While the invention has been shown and described with reference to certain preferred embodiments thereof, it will be understood by those skilled in the art that various changes in form and details may be made therein without departing from the spirit and scope of the invention.

Claims

1. An access point (AP) for ensuring the Quality of Service (QoS) of a broadcasting service in a Wireless Local Area Network (WLAN), comprising:

a broadcast signal input unit for receiving a broadcast signal and depacketizing the received broadcast signal into a transport stream;

a broadcast signal control unit for receiving a channel selection information from a terminal and generating a zapping protocol signal and a control signal using bandwidth information to control the broadcast signal;

a broadcast signal switching unit for selectively receiving the transport stream according to the zapping signal, storing the received transport stream for a predetermined time period, and transmitting the stored transport stream to the broadcast signal control unit, via time slicing, according to the control signal; and

a broadcast signal output unit for receiving a broadcast request signal from the terminal, transmitting the received broadcast request signal to the broadcast signal control unit, and wirelessly servicing the broadcast signal from the broadcast signal control unit to the terminal.

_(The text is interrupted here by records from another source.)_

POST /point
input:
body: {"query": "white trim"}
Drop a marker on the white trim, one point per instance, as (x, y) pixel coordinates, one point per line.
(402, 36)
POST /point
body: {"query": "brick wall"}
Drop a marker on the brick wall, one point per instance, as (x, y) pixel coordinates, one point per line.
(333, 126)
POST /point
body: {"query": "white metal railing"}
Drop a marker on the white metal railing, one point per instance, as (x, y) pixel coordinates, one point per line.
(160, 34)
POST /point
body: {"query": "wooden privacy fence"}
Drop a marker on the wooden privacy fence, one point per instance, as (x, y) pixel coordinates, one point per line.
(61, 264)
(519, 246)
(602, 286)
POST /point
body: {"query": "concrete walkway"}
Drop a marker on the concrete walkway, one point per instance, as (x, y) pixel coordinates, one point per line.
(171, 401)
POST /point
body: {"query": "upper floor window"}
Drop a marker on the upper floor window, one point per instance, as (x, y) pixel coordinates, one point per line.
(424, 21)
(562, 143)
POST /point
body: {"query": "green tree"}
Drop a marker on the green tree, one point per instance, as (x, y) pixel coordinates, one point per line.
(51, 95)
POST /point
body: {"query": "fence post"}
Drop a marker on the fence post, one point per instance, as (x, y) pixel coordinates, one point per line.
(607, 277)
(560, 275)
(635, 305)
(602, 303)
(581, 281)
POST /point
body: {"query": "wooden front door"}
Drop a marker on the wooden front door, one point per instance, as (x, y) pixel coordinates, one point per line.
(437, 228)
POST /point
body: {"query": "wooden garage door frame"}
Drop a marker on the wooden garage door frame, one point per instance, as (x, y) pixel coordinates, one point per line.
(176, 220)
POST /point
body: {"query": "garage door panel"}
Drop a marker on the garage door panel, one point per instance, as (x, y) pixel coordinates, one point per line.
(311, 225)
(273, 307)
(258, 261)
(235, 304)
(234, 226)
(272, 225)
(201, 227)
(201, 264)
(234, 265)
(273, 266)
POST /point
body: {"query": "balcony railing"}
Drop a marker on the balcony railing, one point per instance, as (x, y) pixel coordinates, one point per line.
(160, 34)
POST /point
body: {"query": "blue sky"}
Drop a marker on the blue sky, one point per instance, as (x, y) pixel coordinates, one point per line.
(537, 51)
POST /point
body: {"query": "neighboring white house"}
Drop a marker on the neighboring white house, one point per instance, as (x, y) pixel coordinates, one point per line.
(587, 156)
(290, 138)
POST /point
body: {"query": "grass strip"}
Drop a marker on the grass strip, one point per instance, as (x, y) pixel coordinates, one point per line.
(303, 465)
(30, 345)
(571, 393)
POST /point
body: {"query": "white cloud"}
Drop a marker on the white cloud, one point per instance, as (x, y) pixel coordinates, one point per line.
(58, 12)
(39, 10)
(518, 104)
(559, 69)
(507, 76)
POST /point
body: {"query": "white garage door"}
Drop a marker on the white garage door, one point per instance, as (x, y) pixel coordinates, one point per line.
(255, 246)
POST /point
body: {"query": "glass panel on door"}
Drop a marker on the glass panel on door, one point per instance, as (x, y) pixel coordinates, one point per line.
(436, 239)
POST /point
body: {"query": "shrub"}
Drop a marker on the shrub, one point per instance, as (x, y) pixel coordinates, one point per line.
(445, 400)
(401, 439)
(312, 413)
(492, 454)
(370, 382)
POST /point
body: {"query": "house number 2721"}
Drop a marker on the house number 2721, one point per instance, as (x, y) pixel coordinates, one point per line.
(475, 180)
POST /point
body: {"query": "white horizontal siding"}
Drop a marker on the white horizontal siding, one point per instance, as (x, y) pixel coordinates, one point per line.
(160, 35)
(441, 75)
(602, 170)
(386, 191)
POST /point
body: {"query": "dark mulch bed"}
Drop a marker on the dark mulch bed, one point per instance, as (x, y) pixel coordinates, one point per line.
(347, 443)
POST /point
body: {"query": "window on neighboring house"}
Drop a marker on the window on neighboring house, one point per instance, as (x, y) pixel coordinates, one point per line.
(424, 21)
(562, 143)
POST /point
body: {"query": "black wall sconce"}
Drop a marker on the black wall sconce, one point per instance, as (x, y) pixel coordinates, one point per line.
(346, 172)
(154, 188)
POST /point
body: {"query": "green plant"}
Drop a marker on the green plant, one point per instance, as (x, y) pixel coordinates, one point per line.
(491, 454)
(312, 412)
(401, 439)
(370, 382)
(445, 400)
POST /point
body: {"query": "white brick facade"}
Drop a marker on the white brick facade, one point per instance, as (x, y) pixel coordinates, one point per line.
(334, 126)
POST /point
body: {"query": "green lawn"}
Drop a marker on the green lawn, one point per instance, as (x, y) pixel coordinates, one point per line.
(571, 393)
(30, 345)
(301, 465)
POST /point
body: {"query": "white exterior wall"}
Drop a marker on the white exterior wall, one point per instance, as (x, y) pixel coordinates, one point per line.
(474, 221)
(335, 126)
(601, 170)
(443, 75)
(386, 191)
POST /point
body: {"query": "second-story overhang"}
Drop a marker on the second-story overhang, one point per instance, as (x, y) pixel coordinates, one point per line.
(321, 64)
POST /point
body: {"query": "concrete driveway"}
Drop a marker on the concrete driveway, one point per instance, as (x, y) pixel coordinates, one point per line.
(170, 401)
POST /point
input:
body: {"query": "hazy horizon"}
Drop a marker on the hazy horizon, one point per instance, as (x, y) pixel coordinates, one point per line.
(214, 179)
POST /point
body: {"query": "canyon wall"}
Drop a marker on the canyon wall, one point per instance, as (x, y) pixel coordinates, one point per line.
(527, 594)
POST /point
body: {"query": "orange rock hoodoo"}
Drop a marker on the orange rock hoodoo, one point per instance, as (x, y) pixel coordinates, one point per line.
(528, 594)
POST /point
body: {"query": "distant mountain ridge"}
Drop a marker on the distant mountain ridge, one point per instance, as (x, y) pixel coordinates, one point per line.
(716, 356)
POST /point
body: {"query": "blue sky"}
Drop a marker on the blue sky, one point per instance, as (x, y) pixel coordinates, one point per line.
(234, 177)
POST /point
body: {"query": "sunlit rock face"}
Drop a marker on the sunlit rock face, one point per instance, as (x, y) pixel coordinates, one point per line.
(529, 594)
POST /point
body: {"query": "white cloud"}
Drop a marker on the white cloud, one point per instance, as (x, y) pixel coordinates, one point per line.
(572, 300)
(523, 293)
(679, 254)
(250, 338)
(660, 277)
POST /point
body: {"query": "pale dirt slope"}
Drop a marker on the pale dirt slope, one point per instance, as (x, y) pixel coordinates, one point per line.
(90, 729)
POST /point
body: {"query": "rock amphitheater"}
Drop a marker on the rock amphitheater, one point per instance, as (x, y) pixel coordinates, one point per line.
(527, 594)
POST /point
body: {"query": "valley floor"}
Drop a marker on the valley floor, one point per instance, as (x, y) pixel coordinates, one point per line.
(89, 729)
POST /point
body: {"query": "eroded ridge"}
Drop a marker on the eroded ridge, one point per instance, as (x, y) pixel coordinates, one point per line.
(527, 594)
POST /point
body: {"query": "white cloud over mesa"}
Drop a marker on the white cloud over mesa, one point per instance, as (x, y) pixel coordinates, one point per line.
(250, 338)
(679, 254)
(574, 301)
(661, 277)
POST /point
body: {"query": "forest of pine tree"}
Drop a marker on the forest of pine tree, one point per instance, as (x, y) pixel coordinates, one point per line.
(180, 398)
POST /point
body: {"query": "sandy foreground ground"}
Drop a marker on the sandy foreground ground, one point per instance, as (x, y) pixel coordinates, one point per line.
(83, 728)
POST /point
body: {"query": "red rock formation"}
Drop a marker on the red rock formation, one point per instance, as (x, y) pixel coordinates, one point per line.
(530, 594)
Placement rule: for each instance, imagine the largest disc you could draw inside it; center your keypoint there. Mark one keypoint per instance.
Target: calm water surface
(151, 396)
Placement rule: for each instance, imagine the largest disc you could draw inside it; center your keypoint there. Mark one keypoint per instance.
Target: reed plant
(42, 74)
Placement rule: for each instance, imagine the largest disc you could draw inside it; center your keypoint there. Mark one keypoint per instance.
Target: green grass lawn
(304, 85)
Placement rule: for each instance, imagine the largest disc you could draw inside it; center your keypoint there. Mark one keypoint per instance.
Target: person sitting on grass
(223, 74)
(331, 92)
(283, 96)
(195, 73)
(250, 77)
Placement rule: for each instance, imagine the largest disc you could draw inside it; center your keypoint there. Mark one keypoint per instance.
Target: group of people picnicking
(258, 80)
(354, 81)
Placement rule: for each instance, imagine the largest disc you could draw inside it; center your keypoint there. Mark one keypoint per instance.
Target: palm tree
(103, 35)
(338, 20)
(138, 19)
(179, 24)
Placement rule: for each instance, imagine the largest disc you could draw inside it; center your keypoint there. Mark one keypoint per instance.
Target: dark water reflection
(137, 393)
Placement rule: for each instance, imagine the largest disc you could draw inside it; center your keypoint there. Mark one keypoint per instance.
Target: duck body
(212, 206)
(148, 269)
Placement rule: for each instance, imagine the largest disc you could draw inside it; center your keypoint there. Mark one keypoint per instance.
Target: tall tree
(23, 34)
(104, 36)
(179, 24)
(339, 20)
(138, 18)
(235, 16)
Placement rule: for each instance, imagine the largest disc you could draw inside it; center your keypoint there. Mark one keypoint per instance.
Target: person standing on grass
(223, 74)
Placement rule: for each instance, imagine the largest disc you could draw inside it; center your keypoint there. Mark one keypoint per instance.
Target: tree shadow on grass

2. The AP of claim 1, wherein the broadcast signal input unit comprises an input interface unit, coupled to one of a broadcast network and Internet, for depacketizing the received broadcast signal.

3. The AP of claim 1, wherein the broadcast signal switching unit comprises:

a broadcast signal switch for selectively receiving the transport stream according to the zapping signal;

a broadcast signal buffer for storing the selectively received transport stream in a corresponding buffer according to the control signal; and

a buffer switch for applying the time slicing to an output signal of the broadcast signal buffer according to the control signal.

4. The AP of claim 3, wherein the broadcast signal buffer having a plurality of different size buffers configured to assign the selectively received transport stream to one of the plurality of buffer according to the control signal.

5. The AP of claim 1, wherein the broadcast signal control unit comprises a controller for receiving the channel selection information of the terminal, generating the zapping signal and the control signal using maximum bandwidth information provided from the broadcast signal output unit to the terminal and for transmitting the zapping signal and the control signal to the broadcast signal switching unit to control the broadcast signal.

6. The AP of claim 5, wherein the control signal defines an amount of time required for transmission to the terminal in response to the maximum bandwidth information of the terminal.

7. The AP of claim 1, wherein the broadcast signal output unit comprises a wireless physical (PHY) unit for transmitting available bandwidth information and a broadcast request signal received from the terminal to the broadcast signal control unit and for wirelessly servicing an output signal of the broadcast signal control unit to the terminal.

8. The AP of claim 7, wherein the wireless PHY unit provides the broadcasting service to the terminal using a multiple input multiple input (MIMO) scheme.

9. The AP of claim 1, wherein the broadcast signal switching unit comprises a Field Programmable Gate Array (FPGA).

10. The AP of claim 1, wherein the broadcast signal switching unit is further configured to transmit the stored transport stream to the broadcast signal control unit at a larger bandwidth.

11. The AP of claim 7, wherein the wireless PHY unit uses a Multiple Input Multiple Output (MIMO) technique.